A: DNA methylation increases from the upstream core promoter gradually towards intron 1. The first exon is non-coding, exon 2 codes for the signal peptide and exons 3 and 4 for the mature protein. The internal 3′-CGI, covering exon 4, displays hypermethylation in all individuals. The 3′-CGI contains the sequences for the ε2, ε3 and ε4 haplotypes. The ε4 haplotype of APOE is the only undisputed genetic risk factor for late-onset Alzheimer's disease. Interindividual variance of DNA methylation was notably in the APOE promoter but not in the 3′-CGI. B: The occurrence of an ε2 or ε4 haplotype removes a CpG dinucleotides from the 3′-CpG island potentially affecting the higher order chromatin structure, that could result in aberrant regulation of APOE and the downstream transcript AJ249921. C = Controls, AD = Alzheimer patients; Ly = Lymphocytes, Br = brain.

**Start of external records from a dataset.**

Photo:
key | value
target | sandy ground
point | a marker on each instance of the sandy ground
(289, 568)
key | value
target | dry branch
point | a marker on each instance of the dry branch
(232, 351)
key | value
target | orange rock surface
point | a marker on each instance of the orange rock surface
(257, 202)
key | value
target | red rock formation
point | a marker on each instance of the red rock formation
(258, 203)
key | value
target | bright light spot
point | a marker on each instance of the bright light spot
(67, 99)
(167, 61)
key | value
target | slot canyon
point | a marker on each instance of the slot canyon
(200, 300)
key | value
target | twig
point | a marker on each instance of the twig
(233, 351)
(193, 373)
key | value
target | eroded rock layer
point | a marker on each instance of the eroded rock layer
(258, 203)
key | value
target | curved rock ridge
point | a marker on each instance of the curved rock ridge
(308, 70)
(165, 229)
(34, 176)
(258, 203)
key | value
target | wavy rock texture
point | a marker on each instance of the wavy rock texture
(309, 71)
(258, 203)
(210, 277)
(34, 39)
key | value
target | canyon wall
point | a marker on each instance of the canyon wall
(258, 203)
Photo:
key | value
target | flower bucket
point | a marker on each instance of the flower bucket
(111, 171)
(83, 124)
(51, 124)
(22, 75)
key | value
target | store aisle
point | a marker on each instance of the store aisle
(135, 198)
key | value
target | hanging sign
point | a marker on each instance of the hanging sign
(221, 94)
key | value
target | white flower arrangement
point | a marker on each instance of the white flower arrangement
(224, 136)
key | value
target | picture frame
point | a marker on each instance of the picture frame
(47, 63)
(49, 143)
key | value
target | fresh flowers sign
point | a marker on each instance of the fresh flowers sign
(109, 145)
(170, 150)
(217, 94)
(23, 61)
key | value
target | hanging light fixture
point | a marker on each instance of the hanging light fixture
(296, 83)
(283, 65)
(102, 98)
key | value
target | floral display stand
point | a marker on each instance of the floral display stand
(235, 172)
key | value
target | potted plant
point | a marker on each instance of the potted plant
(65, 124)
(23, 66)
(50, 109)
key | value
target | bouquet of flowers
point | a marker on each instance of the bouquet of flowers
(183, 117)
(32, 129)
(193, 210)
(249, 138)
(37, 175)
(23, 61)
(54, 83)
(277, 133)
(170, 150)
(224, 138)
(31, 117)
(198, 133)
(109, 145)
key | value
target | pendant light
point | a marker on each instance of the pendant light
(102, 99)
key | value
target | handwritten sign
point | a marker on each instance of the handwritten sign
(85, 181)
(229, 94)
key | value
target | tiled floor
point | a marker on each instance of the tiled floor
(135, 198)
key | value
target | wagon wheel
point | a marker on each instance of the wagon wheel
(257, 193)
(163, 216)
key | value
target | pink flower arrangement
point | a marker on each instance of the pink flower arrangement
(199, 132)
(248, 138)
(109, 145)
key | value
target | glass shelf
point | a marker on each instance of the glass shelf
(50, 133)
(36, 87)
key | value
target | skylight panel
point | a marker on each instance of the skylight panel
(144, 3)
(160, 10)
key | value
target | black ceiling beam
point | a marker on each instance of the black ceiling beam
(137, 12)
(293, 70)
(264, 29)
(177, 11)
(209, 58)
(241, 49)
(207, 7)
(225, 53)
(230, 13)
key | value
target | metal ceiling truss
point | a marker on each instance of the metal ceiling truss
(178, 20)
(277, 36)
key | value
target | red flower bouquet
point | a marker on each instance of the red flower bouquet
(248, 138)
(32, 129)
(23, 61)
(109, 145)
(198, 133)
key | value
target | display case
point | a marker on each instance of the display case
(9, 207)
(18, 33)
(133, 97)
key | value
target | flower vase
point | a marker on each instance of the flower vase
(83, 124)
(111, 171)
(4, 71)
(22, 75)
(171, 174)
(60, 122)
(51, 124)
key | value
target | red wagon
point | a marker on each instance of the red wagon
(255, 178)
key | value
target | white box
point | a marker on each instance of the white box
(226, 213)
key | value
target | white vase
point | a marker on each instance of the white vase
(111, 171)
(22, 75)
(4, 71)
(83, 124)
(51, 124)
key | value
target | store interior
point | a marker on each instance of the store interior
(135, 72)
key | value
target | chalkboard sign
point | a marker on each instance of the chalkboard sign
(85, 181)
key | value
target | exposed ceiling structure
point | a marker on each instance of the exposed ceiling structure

https://doi.org/10.1371/journal.pone.0002698.g002

Epigenetic distance

To test if there is a significant epigenetic difference between the healthy control group and LOAD patients and to characterize individuals depending on their epigenetic profile, we analyzed the epigenetic distance of each individual to the norm (the median methylation of the healthy control individuals). The epigenetic distance was represented either as the Euclidean distance of the profile of an individual compared to the group of unaffected controls (see Materials and Methods) or as absolute methylation difference between an individual and the norm at a site (Fig. 3), since any epigenetic deregulation can involve demethylation as well as de novo methylation. Interestingly, for all analysed genes we found that the methylation patterns in brains of LOAD cases were slightly more dissimilar to the norm compared with control brains (Fig. 3a). Some individuals, as exemplified with LOAD patient #13, displayed a significant epigenetic distance. In total, 9 out of the 10 most ‘abnormal’ methylation patterns were observed in LOAD patients and only one in a control brain sample (control #29; Fig. 3b). Of all the genes, the gene for mitochondrial transcription factor A (TFAM), a key activator of mitochondrial transcription in mammals, displayed the strongest epigenetic distance in LOAD brains. In total, 16 out of 24 LOAD patients (67%) displayed a notable epigenetic distance from the norm in TFAM, whereas only one of the controls did.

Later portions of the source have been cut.